Multipole properties of one-dimensional $f$-electron systems

By exploiting a density matrix renormalization group method, we investigate the ground-state properties of a one-dimensional three-orbital Hubbard model on the basis of a $j$-$j$ coupling scheme. Here we focus on the case where the $f$-electron number per site is one ($f^1$). When three orbitals are degenerate, we observe a peak at $q$=0 in $\Gamma_{3g}$ quadrupole correlation, indicating a ferro-orbital state. Namely, $f$ electron occupies an itinerant $\Gamma_8^b$ orbital to gain kinetic energy, while localized $\Gamma_8^a$ and $\Gamma_7$ orbitals are found to be almost empty.
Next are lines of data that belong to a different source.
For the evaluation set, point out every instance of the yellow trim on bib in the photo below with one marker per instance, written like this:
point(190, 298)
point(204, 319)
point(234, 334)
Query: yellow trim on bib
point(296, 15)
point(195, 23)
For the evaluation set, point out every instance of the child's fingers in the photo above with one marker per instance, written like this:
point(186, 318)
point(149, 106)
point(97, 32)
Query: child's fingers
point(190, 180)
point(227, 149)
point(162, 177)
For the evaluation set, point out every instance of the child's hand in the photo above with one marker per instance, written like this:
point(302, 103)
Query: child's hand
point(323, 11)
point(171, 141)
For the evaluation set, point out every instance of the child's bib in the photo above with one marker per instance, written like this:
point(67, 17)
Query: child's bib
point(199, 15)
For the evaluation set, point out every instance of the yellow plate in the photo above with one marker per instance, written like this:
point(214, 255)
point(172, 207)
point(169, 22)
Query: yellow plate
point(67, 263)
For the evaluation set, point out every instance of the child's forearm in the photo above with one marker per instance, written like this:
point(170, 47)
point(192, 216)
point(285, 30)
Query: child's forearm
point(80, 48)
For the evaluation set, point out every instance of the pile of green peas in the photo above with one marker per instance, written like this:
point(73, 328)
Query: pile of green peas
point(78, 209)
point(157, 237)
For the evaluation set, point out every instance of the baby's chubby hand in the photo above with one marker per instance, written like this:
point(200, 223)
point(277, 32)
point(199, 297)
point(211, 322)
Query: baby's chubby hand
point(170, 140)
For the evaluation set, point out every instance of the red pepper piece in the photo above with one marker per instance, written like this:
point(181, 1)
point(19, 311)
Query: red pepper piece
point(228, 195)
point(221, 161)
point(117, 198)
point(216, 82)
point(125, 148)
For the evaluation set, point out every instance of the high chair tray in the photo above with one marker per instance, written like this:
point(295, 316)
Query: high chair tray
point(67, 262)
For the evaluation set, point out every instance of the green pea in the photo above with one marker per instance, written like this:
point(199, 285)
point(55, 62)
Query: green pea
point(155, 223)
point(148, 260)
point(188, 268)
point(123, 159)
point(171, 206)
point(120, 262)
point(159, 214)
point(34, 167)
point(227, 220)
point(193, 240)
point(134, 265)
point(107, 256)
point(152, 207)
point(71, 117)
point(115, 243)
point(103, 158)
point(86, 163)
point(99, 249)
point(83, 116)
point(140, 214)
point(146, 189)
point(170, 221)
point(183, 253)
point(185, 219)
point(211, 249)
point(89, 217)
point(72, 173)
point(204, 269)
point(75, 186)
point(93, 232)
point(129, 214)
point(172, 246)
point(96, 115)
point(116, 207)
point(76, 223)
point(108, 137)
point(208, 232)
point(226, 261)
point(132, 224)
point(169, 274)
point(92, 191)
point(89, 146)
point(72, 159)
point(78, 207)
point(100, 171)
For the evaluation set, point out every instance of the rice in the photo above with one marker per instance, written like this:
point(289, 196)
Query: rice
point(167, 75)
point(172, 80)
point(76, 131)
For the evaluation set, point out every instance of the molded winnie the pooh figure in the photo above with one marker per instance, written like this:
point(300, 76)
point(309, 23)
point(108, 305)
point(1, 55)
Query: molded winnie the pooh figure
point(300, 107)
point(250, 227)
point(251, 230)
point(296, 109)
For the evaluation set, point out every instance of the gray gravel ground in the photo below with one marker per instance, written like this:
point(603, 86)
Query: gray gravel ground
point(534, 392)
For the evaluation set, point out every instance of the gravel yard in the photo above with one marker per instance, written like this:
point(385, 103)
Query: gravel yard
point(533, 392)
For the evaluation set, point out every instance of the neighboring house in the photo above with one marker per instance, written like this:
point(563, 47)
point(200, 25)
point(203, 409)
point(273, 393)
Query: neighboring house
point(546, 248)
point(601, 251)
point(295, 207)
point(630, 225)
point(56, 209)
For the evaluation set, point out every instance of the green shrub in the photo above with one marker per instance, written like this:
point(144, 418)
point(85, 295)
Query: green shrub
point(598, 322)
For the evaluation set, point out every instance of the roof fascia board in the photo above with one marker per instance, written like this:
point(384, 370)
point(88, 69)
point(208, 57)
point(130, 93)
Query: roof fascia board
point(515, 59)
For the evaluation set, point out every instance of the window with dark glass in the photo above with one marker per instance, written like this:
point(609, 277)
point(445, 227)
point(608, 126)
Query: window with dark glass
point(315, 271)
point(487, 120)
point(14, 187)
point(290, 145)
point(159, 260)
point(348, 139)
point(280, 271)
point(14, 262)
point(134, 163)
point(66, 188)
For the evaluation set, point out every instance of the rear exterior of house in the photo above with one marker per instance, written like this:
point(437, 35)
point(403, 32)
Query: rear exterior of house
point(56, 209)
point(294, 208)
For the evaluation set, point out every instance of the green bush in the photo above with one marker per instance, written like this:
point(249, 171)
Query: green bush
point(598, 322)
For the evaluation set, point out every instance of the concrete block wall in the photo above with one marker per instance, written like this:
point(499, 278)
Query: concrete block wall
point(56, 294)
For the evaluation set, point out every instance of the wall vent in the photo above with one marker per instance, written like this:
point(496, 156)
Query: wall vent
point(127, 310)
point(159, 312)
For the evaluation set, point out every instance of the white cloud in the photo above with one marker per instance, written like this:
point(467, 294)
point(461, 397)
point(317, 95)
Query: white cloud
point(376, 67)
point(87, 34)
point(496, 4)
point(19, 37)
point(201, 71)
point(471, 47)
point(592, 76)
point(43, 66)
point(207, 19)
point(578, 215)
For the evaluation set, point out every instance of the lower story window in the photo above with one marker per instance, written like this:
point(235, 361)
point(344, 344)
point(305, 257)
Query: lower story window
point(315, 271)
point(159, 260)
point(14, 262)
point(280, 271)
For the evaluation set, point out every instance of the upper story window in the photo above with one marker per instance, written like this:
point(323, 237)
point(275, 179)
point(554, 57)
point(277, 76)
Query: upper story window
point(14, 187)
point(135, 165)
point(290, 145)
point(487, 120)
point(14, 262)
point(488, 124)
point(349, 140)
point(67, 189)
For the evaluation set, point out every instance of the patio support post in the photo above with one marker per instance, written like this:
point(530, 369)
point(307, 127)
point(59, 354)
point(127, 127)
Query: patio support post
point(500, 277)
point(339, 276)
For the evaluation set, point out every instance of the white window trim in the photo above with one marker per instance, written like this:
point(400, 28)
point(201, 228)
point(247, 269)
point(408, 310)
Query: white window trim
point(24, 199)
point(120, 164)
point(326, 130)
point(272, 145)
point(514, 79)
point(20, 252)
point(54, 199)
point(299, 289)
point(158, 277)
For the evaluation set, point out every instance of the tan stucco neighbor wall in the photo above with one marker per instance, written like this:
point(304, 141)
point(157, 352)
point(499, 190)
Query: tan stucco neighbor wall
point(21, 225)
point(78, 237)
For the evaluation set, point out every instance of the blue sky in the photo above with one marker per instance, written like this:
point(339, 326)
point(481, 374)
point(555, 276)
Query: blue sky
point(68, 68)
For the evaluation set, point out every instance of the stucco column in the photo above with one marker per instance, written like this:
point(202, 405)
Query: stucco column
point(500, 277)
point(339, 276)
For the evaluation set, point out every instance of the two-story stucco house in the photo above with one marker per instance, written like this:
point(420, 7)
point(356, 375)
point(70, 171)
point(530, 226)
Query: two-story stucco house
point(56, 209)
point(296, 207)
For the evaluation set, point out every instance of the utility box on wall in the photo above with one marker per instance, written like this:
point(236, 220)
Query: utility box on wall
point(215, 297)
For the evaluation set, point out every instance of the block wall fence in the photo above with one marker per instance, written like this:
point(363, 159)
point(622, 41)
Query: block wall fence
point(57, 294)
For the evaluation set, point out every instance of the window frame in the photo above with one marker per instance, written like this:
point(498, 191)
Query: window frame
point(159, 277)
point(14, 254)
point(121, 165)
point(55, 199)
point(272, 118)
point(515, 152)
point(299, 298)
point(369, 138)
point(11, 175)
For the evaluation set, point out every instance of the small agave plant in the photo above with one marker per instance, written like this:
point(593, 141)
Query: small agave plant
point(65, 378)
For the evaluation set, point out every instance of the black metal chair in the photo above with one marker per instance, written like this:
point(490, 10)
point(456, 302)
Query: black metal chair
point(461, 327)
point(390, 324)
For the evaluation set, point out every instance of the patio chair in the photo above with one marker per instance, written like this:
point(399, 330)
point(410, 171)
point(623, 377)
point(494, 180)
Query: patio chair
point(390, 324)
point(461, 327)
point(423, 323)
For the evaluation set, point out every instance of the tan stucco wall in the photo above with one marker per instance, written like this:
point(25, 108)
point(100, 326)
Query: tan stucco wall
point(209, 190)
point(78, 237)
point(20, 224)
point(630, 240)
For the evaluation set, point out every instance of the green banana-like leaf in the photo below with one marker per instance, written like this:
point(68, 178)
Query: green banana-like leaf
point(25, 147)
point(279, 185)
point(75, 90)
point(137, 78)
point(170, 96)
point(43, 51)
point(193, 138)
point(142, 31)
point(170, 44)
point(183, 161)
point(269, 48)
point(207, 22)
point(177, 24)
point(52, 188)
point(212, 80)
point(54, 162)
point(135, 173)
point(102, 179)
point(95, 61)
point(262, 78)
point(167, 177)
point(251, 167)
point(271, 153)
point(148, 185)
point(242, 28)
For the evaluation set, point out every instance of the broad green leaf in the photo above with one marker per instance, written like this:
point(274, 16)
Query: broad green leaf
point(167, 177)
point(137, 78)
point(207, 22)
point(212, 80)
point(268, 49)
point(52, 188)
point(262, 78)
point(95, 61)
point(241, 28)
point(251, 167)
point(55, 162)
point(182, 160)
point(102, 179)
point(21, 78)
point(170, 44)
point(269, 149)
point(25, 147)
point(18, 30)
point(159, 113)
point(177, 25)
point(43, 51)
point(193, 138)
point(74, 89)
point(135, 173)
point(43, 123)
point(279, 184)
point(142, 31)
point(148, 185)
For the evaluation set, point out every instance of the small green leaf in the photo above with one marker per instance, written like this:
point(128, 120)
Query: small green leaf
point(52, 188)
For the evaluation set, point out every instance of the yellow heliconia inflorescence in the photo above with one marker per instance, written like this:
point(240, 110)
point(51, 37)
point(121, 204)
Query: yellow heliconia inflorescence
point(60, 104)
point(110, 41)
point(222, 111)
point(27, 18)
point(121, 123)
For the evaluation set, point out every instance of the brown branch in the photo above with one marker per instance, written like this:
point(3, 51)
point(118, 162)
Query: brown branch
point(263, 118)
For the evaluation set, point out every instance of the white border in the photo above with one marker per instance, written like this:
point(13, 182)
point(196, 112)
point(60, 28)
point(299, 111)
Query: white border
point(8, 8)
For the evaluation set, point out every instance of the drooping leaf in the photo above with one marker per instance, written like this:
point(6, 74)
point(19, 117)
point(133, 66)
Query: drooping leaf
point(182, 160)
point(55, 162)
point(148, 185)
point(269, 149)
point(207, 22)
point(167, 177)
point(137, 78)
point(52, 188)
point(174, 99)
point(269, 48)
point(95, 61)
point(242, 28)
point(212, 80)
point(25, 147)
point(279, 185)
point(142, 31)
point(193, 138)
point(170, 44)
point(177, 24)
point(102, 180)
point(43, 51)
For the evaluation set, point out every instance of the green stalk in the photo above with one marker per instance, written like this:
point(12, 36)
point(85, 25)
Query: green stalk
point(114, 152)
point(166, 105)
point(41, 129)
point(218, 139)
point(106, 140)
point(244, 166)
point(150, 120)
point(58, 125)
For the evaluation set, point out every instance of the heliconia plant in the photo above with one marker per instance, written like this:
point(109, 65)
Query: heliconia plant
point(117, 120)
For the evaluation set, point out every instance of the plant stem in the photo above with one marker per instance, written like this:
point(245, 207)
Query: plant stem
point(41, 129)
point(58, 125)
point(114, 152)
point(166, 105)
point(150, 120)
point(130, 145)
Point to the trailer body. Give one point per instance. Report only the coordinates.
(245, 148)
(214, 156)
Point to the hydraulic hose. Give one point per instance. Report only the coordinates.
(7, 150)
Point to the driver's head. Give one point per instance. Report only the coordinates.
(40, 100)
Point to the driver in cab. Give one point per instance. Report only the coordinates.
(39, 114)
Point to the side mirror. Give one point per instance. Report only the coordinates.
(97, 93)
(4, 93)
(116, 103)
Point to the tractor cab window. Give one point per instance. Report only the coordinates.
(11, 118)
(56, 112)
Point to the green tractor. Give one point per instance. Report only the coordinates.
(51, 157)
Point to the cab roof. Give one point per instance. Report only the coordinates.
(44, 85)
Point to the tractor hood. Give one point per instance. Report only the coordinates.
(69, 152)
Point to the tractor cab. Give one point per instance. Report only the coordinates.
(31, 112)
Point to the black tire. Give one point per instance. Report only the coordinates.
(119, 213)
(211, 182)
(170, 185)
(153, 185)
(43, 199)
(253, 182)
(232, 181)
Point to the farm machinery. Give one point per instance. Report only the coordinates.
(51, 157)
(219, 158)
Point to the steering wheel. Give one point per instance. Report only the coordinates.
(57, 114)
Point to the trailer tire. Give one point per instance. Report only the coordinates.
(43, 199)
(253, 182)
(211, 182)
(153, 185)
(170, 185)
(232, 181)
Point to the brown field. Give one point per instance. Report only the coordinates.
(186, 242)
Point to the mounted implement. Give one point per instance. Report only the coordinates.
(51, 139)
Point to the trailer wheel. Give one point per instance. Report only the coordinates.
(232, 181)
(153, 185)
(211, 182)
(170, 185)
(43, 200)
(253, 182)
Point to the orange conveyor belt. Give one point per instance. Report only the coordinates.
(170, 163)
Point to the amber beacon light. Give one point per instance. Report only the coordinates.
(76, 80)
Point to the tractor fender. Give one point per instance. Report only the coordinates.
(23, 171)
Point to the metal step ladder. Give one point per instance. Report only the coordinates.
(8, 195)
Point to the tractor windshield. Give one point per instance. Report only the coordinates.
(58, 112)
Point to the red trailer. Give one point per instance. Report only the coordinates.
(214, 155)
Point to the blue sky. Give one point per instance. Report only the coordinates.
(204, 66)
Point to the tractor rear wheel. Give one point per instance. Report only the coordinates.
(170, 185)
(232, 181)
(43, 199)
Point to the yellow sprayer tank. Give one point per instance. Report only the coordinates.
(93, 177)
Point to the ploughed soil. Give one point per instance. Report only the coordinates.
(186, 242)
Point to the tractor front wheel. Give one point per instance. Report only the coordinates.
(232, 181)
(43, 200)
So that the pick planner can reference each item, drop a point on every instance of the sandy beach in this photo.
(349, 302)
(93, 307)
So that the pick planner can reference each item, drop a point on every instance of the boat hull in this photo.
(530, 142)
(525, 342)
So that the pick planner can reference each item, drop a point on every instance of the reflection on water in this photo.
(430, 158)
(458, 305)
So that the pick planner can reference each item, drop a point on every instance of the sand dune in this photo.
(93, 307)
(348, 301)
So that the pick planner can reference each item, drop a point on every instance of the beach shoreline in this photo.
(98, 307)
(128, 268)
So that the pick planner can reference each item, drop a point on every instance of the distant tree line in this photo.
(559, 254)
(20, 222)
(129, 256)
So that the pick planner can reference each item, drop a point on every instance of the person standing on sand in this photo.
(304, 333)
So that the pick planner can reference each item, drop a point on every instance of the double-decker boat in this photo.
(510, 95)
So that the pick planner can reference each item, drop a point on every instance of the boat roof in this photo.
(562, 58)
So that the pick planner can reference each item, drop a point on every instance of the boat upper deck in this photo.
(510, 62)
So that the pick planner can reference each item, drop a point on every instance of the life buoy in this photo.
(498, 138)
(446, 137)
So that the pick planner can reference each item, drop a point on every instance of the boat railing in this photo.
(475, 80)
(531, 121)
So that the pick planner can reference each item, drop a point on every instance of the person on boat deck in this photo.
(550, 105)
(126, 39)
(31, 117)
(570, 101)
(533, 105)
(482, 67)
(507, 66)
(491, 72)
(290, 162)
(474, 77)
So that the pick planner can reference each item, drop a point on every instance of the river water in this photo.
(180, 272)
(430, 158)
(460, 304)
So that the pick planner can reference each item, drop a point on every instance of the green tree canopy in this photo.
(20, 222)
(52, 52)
Furthermore, we find a peak at $q$=$\pi$ in $\Gamma_{4u}$ dipole correlation, suggesting an antiferromagnetic state. On the other hand, when we take account of the level splitting between $\Gamma_8$ and $\Gamma_7$ orbitals, due to the competition between itinerant and localized orbitals, we observe a characteristic change of $\Gamma_{3g}$ quadrupole correlation into an incommensurate structure in accordance with the change of the orbital structure. We will also discuss a key role of multipole degrees of freedom in $f^2$- and $f^3$-electron systems.